Alex Yurchenko <alexey.yurchenko@codership.com> writes:
Yes, the idea of this model is that the main purpose of redundancy is durability, which, depending on a plugin, can be of much higher degree than flush to disk (e.g. binlog to a remote machine with the point-in-time recovery ability).
Yes.
There is a subtle moment here however: asynchronous redundancy plugin won't give you that durability. So, again there are
Well, an asynchronous replication with a local binlog like current MySQL replication could provide such durability, by replaying from local binlog.
several way to go about that: some applications may be willing to trade some durability (few last transactions) for speed. Or you can still have an option to ensure durability on engine level. Maybe something else.
Agree. There will be flexibility and various configuration options.
This is an interesting option indeed. However 1) the mapping itself should be durable, so every plugin must design the way to recover it in the case of crash. 2) global transaction ID better be integral part of the server state, otherwise it will complicate state snapshot transfer. E.g. it will be insufficient to just use mysqldump or copy db files, you'll need to carry global transaction ID along.
The above issues are of course resolvable one way or another. It is just not obvious what is easier: fix the engine or implement a workaround (if you consider it in all entirety)
Well, we want to fix all engines we can, and leave an option for backwards compatibility with engines we cannot. The problem is not so much if it is easy to fix the engine, the question is if it is possible? We have to pre_commit the transaction in the engine before we know the global transaction ID. And once the transaction is pre-committed, we cannot add anything to it, so cannot add the global transaction ID. Or is there a way around this?
Ok, I might be too rush here. (Semi)synchronous guarantee is that you don't send OK to client until the change is replicated to (at least some) other nodes. So technically you can do replication after local commit. Still there are 3 pros to call redundancy service before commit as I mentioned before: 1) it is required for consistent ordering in multi-master case
Right (I think with multi-master you mean synchronous replication like Galera.
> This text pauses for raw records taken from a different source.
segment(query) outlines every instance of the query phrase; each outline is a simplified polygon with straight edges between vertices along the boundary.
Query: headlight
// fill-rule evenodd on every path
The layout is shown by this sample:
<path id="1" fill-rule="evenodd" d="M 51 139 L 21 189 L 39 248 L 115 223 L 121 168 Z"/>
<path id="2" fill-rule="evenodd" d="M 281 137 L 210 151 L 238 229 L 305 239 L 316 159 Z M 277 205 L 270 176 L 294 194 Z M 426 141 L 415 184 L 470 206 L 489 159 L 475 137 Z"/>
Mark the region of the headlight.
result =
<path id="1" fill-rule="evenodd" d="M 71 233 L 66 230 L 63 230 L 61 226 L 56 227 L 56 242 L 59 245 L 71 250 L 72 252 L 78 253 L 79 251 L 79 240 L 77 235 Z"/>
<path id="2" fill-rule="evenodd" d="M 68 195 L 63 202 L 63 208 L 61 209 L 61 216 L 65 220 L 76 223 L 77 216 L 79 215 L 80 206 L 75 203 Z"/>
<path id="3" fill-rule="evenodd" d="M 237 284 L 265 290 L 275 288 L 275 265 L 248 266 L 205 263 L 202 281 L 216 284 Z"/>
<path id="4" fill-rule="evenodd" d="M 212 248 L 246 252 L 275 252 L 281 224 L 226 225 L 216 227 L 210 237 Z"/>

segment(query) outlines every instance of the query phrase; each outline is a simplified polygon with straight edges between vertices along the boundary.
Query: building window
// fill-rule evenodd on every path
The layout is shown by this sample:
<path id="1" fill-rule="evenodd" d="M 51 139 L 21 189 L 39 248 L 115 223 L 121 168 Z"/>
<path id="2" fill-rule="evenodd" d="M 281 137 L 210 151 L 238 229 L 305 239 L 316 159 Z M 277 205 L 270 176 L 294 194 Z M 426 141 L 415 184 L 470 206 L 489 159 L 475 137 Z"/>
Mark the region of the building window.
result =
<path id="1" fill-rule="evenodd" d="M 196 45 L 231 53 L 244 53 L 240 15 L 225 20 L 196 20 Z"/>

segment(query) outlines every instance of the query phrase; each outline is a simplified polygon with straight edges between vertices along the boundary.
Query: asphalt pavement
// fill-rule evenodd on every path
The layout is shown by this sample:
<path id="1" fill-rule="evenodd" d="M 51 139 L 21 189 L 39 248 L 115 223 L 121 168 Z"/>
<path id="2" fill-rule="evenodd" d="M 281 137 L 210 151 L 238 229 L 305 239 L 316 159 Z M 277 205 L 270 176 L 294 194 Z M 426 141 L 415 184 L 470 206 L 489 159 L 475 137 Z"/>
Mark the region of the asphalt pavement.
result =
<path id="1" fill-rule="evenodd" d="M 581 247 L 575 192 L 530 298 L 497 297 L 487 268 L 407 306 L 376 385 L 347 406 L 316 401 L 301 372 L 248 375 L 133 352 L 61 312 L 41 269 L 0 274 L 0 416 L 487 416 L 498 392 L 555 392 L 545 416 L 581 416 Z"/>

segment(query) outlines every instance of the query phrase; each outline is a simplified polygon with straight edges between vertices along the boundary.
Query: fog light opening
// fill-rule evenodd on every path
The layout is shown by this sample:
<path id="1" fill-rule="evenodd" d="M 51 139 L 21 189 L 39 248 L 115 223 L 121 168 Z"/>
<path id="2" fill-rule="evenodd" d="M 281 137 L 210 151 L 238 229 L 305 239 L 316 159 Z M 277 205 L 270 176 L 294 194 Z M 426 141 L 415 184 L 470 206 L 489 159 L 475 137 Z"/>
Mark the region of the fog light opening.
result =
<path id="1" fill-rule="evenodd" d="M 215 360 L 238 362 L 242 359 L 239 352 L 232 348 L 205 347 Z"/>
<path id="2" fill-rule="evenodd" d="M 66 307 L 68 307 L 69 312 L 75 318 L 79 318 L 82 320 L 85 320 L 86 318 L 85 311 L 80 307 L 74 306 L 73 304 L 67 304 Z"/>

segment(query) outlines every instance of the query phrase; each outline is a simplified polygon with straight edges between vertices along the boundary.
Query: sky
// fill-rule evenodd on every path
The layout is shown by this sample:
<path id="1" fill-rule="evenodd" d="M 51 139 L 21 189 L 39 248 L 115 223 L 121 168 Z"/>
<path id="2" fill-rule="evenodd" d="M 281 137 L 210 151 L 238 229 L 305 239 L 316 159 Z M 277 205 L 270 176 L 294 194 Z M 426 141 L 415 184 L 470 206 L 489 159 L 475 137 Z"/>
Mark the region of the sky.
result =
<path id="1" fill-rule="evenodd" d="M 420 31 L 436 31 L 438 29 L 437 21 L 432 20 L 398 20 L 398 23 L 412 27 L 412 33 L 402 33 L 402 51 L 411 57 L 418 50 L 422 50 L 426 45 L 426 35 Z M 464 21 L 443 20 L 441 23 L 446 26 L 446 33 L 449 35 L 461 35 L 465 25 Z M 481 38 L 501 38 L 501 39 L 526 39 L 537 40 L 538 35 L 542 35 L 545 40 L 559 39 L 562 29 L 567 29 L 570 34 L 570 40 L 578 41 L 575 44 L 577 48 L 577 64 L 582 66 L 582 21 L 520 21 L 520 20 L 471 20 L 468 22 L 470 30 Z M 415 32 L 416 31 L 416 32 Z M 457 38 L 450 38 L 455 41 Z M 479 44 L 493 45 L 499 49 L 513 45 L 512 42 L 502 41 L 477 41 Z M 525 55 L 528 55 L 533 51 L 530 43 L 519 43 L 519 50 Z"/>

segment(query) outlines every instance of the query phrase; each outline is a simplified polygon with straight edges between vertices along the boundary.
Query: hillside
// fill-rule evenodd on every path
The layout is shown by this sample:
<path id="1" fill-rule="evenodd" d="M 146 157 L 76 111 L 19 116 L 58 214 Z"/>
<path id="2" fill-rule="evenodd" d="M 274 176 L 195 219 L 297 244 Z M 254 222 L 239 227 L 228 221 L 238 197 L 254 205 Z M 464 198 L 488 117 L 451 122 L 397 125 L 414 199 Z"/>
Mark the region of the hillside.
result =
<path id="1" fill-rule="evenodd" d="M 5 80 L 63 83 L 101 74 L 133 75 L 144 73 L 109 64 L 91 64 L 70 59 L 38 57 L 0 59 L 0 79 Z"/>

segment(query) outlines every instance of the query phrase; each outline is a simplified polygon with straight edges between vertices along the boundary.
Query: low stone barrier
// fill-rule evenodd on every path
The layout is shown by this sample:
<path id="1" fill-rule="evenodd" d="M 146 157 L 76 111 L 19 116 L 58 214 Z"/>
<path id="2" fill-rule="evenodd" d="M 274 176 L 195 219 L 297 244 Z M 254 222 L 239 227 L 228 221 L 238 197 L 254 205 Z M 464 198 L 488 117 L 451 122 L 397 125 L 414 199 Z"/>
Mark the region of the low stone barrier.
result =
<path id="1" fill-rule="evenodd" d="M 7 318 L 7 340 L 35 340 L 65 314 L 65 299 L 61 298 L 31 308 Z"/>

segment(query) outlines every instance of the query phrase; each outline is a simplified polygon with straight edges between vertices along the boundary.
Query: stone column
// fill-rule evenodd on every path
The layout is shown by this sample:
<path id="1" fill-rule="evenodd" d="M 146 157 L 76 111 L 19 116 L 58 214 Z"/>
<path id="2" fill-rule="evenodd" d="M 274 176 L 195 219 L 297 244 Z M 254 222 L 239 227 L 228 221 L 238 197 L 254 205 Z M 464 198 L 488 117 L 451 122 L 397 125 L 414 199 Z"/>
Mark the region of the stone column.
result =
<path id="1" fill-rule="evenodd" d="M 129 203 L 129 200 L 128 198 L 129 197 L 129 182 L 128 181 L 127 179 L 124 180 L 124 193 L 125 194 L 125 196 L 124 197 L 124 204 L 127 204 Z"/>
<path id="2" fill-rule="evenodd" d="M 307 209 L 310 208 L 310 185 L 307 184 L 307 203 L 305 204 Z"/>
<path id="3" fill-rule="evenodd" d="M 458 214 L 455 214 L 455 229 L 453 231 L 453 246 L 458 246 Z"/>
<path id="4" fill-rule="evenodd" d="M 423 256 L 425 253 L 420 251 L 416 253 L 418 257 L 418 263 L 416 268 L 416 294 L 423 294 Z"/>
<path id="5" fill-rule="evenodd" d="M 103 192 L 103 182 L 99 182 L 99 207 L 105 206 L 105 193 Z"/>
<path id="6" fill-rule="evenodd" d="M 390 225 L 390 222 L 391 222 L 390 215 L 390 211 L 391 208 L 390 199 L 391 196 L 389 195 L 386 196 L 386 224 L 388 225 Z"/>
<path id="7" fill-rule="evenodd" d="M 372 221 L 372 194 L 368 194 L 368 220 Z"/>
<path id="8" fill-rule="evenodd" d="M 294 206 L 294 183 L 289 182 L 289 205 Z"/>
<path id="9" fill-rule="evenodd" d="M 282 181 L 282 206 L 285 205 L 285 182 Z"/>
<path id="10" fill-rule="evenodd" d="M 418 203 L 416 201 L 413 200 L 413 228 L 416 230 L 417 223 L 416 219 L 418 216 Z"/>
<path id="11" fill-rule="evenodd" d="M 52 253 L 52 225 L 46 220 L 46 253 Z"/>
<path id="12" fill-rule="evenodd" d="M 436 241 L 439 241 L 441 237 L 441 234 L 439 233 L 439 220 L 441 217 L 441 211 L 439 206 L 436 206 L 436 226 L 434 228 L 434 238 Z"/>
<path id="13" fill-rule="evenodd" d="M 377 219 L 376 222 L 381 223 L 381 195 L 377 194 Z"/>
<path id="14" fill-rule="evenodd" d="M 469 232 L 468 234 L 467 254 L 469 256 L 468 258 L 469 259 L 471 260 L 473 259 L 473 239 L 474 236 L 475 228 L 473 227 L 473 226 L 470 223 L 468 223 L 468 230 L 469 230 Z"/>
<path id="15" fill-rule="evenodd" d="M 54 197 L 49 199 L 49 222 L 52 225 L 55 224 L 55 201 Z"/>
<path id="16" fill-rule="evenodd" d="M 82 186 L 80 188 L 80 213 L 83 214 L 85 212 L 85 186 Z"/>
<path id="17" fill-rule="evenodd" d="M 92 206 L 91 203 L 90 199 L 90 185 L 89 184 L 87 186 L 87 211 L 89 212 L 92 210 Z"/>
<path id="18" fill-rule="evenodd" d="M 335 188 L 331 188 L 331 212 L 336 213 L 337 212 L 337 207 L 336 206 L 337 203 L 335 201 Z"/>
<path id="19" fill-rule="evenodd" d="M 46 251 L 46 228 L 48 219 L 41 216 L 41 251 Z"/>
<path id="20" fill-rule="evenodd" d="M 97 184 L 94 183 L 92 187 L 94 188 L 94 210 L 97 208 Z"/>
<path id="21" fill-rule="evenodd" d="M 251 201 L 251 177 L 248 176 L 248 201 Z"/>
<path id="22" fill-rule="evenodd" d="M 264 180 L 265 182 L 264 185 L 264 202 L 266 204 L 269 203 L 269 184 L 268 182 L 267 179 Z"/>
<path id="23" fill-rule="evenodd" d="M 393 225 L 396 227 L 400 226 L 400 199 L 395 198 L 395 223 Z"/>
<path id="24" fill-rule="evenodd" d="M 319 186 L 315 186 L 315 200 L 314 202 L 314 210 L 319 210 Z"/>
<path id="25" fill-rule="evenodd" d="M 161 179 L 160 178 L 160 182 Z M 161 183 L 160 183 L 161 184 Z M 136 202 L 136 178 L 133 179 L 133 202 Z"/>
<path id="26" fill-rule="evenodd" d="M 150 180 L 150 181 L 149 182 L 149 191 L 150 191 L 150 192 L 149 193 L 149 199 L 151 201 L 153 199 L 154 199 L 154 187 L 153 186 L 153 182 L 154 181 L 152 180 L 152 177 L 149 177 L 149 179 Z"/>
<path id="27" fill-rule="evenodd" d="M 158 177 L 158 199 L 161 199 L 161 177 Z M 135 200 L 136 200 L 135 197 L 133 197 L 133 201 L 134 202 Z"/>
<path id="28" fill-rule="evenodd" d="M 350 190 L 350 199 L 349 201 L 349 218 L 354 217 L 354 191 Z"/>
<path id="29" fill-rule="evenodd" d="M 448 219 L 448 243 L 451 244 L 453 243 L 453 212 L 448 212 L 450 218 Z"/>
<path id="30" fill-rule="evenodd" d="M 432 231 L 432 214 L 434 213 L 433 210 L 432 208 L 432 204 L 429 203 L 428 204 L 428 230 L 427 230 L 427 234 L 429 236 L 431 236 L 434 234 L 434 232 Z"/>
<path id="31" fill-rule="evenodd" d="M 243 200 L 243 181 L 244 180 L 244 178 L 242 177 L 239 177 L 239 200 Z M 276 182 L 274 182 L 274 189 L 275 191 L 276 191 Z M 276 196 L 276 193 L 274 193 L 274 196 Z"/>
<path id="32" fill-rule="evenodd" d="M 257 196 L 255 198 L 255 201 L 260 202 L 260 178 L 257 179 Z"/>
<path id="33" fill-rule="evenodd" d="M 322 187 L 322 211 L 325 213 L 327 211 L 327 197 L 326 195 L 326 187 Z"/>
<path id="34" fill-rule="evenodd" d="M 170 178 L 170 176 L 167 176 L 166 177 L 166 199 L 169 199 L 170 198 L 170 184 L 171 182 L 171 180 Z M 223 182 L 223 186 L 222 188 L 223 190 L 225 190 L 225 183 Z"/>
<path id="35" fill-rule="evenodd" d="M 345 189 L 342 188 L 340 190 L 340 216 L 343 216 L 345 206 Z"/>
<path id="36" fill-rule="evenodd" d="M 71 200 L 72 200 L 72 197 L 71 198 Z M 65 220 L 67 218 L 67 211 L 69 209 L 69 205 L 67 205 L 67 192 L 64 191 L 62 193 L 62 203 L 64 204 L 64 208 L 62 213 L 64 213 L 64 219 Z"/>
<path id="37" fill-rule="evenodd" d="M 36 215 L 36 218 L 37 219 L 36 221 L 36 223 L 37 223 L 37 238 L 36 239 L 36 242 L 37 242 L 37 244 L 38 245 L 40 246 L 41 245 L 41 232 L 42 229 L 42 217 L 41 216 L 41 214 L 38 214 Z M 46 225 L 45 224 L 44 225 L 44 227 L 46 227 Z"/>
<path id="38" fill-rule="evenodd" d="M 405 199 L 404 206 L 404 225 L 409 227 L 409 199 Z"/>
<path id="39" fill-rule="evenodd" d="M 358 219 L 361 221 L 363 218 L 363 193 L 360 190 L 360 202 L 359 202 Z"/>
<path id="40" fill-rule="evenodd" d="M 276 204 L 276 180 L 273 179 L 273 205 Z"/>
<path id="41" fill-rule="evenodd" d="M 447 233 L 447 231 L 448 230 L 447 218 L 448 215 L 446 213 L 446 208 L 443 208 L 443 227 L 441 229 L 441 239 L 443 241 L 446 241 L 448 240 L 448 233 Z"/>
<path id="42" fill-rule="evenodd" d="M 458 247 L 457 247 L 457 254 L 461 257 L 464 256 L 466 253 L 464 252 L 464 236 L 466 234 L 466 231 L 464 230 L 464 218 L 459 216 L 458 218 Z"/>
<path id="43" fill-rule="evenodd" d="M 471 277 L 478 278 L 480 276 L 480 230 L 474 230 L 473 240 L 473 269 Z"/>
If so, this has probably been a source of slight confusion for me, as I think of multi-master replication as MySQL-style asynchronous replication with dual masters).
2) it gives you durability with synchronous plugins
Yes.
3) if you go asynchronous replication, why not start doing it really asynchronously, that is ASAP?
Yes, my thought as well ;-)
Note, that if you call redundancy service last, you still have to hold commit_order_lock for the duration of the call, so you don't win anything this way.
Yes. I think it makes sense for a primary redundancy service that provides durability and defines the global transaction ID, to be invoked first.
By the way, is it even necessary to have redundancy_service->post_commit()? It seems to me that it probably is not needed?
During local transaction execution some resources will be inevitably allocated for transaction by redundancy service (row modifications, etc.), there might be some buffers shared between the engine and redundancy service (opaque to redundancy service indeed), and finally, in the above code redundancy_service->pre_commit() locks commit_order_lock. redundancy_service->post_commit() purpose is to release those resources and the lock.
Yes. Makes sense. - Kristian.